In this article I’m going to give you tips for recalling this tacit knowledge based on your “Social Style” as defined by Merrill & Reid.
Driver: The Director
Well…You are the boss, so we don’t worry about you (-;. Still, there is one tip that we think we can give you:
Tip #1: Search your browser history
When you make a research on the Internet, you are focused on one task, so you pass through a lot of webpages that relevant to your expertise but irrelevant for your current task, without asking yourself if you’ll need them in the future. However, simple search in your browser history will reveal this treasure quickly. By the way, if you are using desktop search software like Copernic or Google Desktop Search, you may be tempted to search through these interfaces instead of searching every browser you are using. Even so searching in each of your browsers individually will yield much more results.
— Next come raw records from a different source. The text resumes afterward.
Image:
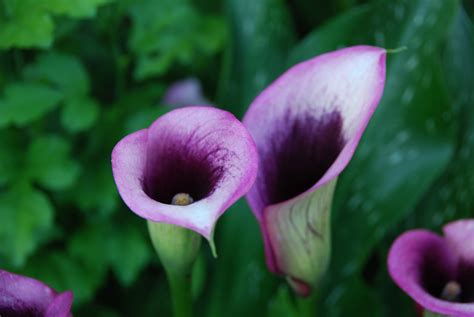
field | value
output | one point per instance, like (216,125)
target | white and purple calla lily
(24,296)
(307,125)
(437,272)
(203,152)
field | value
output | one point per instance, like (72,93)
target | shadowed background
(75,77)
Expressive: The Socialiser
You enjoy socializing and meeting new friends on social networks. Well, many of these people are there to promote their online business, so listing your friends’ domains may be a win-win situation.
Tip #2: Use your Twitter lists and use Formulists to create and maintain them.
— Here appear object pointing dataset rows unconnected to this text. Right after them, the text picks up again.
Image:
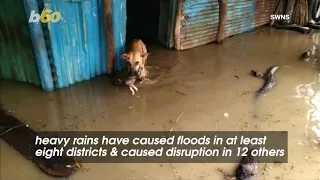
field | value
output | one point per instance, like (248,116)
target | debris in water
(180,92)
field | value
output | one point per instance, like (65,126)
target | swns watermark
(47,16)
(279,17)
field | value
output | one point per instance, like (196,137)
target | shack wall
(199,19)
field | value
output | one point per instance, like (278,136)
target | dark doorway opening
(143,20)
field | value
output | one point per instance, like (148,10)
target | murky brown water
(201,83)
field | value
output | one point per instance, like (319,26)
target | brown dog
(136,58)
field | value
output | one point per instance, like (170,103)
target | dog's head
(135,61)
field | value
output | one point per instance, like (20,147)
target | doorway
(143,20)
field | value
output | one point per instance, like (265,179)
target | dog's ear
(125,57)
(145,55)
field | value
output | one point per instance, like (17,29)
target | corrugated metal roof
(17,59)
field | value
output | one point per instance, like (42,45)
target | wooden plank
(19,136)
(108,28)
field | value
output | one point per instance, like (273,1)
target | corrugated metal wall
(200,19)
(200,22)
(245,15)
(264,9)
(78,42)
(240,16)
(17,59)
(75,42)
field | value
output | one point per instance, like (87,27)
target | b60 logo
(45,17)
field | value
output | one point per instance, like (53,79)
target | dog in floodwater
(248,168)
(269,78)
(305,56)
(136,58)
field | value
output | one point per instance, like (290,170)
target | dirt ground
(202,83)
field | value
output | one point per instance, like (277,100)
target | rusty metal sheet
(264,9)
(201,17)
(199,24)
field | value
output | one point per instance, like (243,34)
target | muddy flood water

Twitter’s people search has made some progress, still it’s missing the ability to search in your own network. However, the power of platforms like twitter and facebook, is that they are open to third party apps, and there are plenty of them. Formulists is a great tool to organize your friends in lists by the keywords in their bio. However one con of this service is that it is limited to maximum 2 lists in the free account (pro-users can create more than two lists).
Amiable: The helper
You like to share new websites with your friends on social websites like Facebook or FriendFeed . In addition your email probably full with thanks from friends who you send useful links for their research assignment or their work. In this case, free search in your email accounts will do the job. However, searching your own posts in Twitter, Facebook or your favorite forums is not straightforward. So here is the tip for you guys:
Tip #3: Use advanced search to find your own posts.
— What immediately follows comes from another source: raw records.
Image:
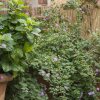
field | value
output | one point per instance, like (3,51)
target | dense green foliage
(60,55)
(18,32)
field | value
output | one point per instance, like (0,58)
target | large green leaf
(28,47)
(7,37)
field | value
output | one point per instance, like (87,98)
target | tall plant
(18,32)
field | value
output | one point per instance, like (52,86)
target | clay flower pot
(4,79)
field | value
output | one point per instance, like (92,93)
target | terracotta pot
(4,79)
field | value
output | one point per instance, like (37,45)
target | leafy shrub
(25,87)
(18,32)
(63,58)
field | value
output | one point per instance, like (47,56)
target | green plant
(63,59)
(18,33)
(26,87)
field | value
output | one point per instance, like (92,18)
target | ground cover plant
(63,58)
(17,36)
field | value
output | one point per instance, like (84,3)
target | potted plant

Analytical: The Bookmarker
You bookmark every second link that you find on the Internet. Maybe you are using your browser default bookmarking system, or else you are using more elaborate service like Delicious or Diigo. If you are using your browser bookmarking system, a simple bookmarks search will reveal all the bookmarks that related to your topic.
Suppose you are using online bookmarking sevice. First you may want to do a free search with your subject keyword or keyphrase (i.e. not tag search) to find all the relevant bookmarks. Next, you may want to look at the results to find out what tags did you use for this bookmarks. Did you use synonyms (e.g. vertical-search and topical-search)? Or maybe you used both the singular and the plural forms? In this case you may merge these tags into one standardized tag. Also you may check if all the relevant bookmarks are labeled with the right tags.
tip #5: If you are using Delicious you may want to bundle all the tags that relevant to your topic under one category, so you’ll get an unified list of all the relevant bookmarks in Delicious.
Finally, here are some more resources for your specialized search engine: your Digg account, your blog posts, and your comments on other blogs. If you have more ideas, you are welcome to share them with me on the comments.